I hope you all have a lovely weekend!

P.S.: I’d like to say thank you to  Jenelle of OneApron.com for posting this recipe!

Culinary Experiment #3: Amy Sedaris’ Vanilla Cupcakes

This slideshow requires JavaScript.

I love David Sedaris. And after reading “Me Talk Pretty One Day,” and baking these cupcakes I now also have a newfound appreciation for his actress sister Amy.

They’re not like the ones you’d get from the bakery at your local grocery store. These cupcakes are not “yellow cake” cupcakes. They’re truly vanilla cakes in cupcake form. They’re super moist and fabulous.
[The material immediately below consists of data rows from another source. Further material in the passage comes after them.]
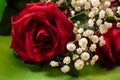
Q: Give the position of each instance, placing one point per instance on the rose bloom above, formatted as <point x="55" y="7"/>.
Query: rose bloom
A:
<point x="40" y="32"/>
<point x="109" y="54"/>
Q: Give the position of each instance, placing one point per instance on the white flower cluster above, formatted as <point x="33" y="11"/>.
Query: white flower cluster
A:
<point x="82" y="50"/>
<point x="95" y="8"/>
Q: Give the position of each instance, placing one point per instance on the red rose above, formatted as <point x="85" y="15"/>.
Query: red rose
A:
<point x="109" y="54"/>
<point x="40" y="32"/>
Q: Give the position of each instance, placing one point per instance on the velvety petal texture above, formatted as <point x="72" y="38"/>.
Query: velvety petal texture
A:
<point x="40" y="32"/>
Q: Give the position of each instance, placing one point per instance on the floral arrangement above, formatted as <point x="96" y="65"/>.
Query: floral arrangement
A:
<point x="68" y="34"/>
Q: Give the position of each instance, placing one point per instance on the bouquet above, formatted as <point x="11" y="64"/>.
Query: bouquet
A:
<point x="68" y="34"/>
And I recommend that you also use the mocha icing recipe listed on The Cutting Edge of Ordinary, the blog where I found the recipe for the cupcakes.

The slight bitterness of the cocoa and coffee combination in the icing is a perfect contrast to the sweet vanilla flavor of the cake.

Note: The icing isn’t one of those super fluffy fancy ones you see in cupcake shops these days. It’s got a rustic flatness to it, but it also has a rich, dark chocolate color and a glossy finish that would pair nicely with both classic rainbow sprinkles or the trendy ones that look like pearls. Or you don’t have to have sprinkles at all. Even without sprinkles this icing holds its own.

Some ideas for variations on this recipe:

  1. I’d maybe try to add a white chocolate ganache; as either a filling, icing or drizzle. I like the color contrast between the ganache and the mocha icing. I also just like white chocolate.
  2. I was thinking of using vanilla bean paste, just because I think it would intensify the vanilla flavor and I’m one of those foodies that just loves seeing those little black vanilla bean specks.
  3. I also wonder how it would taste with a citrus element: I thought maybe next time I’d either create a white icing with lemon or orange juice flavors. Or maybe I’d add lemon or orange zest to the cake itself.

I hope you get a chance to try out this recipe. Let me know how it goes for you and comment on this post with with your experiences, questions or ideas on how you’d make this recipe better.

Once you do make these cupcakes, do make sure to enjoy them while watching an Amy Sedaris classic: “Strangers with Candy”. Relax with a group of friends, unwrap a cupcake and just let the comedic magic that is Amy Sedaris and Stephen Colbert wash over you. You won’t regret it.

Have a lovely day!

P.S.: I’d also like to say thanks to Lisa of The Cutting Edge of Ordinary for posting this recipe.